The situation with the Melbourne Festival is different, but can be equally tricky. Most recently we have proposed productions which have been accepted as part of the Umbrella program of the Festival.  That means you have the prestige of being part of a really wonderful event but no funds are available to assist. In our most recent experience we proposed a season by New Zealand’s national Maori theatre company, Taki Rua, which has performed in many parts of the world, but never at a capital city festival in Australia.  Apparently exposure in the Festival brochure is valued at $40,000 (page 38, half a left hand page)  Despite several four star reviews, and audiences leaving the theatre raving about the performance, we lost some thousands of dollars on this production, something which an unfunded venue like fortyfivedownstairs cannot afford to do.  

 

When I was a journalist, and an arts reviewer, I loved Arts Festivals, and during Comedy Festival I would go to three shows a night.   At the Melbourne Festival I saw wonderful productions from all over the world, as one can do today.

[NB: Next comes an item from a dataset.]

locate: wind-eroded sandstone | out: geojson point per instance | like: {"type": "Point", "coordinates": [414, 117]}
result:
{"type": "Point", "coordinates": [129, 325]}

But looking now from the other (unpaid) side of the fence, I can also see that the proliferation and expansion of arts festivals can have an unintended, but sadly negative effect on the local performance scene. In these times there are limited discretionary dollars to go around and a huge amount of them are going to the Festival imports, at the expense of the local independent scene.

 

All those big festivals are underwritten to the tune of many millions of dollars by taxpayers. I don’t want to seem overly parochial but imagine what might happen if some of those millions were used to support local companies?  We could be the Berlin of the Antipodes!

 

 

Mary Lou Jelbart
About the Author
Mary Lou Jelbart is an arts journalist and Artistic Director of fortyfive downstairs.